CHILE
a Salvador Allende
Ergam esse belo morto estendido sobre a porta de nogueira.
O preço do cobre subiu já de três cêntimos e meio a libra.
O ferro,
sempre o ferro; o dólar; as botas. Uma caldeira, uma
caldeira,
-
gritou ele –
uma caldeira de alcatrão fervente –gritou ele – para que
afogue
nela as
mãos – mãos estúpidas
com chagas dos cravos – elas não aprenderam ainda a
enrolar-se
à volta de um pescoço.
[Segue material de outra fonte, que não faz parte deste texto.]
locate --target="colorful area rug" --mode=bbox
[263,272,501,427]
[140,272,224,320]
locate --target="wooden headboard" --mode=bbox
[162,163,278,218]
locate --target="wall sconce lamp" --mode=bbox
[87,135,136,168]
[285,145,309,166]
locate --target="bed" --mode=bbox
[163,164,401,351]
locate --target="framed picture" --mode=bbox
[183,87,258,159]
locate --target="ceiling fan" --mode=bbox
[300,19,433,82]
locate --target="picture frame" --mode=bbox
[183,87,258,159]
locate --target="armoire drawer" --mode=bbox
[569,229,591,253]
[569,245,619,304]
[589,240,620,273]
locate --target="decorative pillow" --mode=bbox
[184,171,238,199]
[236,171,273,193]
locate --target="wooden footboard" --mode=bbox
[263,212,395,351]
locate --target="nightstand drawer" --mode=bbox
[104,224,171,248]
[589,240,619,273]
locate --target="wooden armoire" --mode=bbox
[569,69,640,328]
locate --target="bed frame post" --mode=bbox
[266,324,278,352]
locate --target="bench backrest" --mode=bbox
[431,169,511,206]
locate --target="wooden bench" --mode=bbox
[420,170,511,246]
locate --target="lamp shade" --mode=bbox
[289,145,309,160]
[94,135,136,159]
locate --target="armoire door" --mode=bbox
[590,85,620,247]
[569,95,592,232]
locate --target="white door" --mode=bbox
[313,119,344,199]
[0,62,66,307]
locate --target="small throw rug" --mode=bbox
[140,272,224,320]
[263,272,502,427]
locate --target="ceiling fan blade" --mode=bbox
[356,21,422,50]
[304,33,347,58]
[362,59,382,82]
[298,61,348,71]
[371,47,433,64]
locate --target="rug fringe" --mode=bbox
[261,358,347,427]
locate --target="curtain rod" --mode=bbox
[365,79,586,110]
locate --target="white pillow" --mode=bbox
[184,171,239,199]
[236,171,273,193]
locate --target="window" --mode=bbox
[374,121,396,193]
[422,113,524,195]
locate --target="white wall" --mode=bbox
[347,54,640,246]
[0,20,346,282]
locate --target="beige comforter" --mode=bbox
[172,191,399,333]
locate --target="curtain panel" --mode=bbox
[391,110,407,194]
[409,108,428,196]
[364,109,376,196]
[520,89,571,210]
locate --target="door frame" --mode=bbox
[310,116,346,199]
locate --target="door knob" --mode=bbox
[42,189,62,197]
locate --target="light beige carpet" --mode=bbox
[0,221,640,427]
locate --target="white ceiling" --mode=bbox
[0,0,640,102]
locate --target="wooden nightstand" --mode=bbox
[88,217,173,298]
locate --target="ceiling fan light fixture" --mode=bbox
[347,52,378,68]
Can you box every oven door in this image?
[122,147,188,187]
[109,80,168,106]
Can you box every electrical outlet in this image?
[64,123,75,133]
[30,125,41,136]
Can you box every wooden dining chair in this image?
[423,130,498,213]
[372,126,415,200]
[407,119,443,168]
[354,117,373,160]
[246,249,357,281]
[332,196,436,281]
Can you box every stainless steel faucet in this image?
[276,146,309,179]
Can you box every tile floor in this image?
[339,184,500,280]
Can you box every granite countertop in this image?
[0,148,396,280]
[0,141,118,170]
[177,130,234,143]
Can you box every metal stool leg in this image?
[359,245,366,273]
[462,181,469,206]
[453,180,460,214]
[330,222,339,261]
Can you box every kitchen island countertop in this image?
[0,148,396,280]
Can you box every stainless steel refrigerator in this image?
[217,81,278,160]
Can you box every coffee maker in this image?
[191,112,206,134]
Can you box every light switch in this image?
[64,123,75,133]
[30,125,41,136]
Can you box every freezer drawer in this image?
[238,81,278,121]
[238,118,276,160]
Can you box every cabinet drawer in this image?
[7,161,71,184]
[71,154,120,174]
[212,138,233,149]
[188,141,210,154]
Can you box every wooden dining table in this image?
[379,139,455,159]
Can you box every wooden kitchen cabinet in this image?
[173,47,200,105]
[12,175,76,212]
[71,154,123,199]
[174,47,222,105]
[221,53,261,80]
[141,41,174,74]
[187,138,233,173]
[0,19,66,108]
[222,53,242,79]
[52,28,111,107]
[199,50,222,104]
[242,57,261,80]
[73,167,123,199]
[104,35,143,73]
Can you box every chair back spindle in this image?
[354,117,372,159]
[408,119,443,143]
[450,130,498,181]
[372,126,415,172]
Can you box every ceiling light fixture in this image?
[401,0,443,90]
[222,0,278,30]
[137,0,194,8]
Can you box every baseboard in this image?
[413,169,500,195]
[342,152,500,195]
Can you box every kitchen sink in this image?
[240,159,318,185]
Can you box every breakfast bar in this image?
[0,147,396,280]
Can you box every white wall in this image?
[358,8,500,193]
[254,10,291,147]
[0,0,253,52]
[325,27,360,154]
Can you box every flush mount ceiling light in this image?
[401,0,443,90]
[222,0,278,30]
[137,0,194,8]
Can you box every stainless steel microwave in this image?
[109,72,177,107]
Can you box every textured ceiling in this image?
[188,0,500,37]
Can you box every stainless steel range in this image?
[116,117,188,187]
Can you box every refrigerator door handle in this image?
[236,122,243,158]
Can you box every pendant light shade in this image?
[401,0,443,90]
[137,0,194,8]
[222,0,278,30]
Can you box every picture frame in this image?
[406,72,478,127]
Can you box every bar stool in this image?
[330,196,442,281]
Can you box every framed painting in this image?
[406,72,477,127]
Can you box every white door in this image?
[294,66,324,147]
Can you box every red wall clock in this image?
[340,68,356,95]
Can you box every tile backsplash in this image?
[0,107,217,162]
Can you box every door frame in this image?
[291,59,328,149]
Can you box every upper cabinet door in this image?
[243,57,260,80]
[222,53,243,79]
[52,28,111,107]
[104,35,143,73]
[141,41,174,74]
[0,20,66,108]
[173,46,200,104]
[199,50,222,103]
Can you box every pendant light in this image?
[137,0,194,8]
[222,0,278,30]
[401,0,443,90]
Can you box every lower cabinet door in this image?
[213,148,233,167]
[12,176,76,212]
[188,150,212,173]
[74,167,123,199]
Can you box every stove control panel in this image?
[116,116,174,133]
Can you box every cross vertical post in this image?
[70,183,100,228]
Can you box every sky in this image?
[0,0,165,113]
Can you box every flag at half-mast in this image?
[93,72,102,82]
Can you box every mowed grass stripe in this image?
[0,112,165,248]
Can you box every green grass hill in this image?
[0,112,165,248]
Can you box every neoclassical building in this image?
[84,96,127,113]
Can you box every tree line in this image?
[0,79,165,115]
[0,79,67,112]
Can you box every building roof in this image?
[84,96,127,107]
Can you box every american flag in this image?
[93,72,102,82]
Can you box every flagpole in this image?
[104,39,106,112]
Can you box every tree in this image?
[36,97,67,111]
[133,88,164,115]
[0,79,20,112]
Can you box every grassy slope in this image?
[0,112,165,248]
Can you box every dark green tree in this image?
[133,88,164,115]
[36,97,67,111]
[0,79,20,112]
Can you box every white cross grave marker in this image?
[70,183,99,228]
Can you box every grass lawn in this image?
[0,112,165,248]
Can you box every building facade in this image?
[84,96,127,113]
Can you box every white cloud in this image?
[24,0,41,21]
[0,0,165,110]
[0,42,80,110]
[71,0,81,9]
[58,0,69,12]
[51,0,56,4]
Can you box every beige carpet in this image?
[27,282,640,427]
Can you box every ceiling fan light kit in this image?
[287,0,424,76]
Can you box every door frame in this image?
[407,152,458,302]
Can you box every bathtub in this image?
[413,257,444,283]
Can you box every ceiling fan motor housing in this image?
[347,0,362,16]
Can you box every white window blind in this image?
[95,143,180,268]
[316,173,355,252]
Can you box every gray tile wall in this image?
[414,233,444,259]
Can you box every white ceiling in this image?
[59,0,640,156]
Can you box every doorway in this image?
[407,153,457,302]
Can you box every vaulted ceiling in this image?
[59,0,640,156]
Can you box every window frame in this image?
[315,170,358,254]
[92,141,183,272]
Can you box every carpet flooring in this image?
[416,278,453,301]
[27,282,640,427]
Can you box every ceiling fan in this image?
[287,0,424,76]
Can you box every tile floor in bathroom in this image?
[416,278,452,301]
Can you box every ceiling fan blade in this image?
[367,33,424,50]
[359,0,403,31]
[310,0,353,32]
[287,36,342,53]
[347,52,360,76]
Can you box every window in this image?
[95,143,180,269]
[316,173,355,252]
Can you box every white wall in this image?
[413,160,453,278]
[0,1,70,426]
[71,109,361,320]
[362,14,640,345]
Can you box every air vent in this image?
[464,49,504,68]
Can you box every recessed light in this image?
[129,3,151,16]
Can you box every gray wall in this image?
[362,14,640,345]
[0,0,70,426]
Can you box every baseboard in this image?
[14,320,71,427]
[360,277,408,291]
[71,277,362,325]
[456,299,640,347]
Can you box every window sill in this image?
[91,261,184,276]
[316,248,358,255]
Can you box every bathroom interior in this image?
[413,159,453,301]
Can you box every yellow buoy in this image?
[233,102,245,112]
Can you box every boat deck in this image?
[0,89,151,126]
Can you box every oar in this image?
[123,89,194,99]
Ergam-no
mais alto ainda ergam o belo morto sobre a porta de
saída[1].
Destino
o mais amargo dos destinos: fazemos deslizar os heróis por
baixo da história
envergonhadamente
neste comboio bem aferrolhado, cheio de beatas, de cestas
dos pescadores,
vazias
com as bandeiras mil vezes enroladas para que ninguém lhes
veja
as
cores
depostas em terra, sobre as pranchas, amarrotadas,
travestidas
nessas trouxas que levam os mendigos enfermos, - e dentro,
uma
pedra. Em cima, sentados,
os três cães cegos e a guitarra vermelha, a guitarra de
peito
feito
de Pablo Neruda.
Atenas,
12 de Setembro de 1973
Yannis
Ritsos com tradução & notas de Luís Nogueira in «Fenda – Magazine Frenética
nº1», Coimbra, 1979.
[1] N. T. Erguer o morto sobre a porta da saída… Costume
funerário na Grécia insular de Ritsos e em algumas zonas mais pobres do país,
como a Macedónia. Costume ainda em muitos países subdesenvolvidos, é ao mesmo
tempo indicador da suprema miséria (ou despojamento) e da suprema dignidade que
só readquire com a morte aquele a quem tudo foi negado em vida. Daí: “Ergam-no
mais alto ainda…” como diz Y. Ritsos.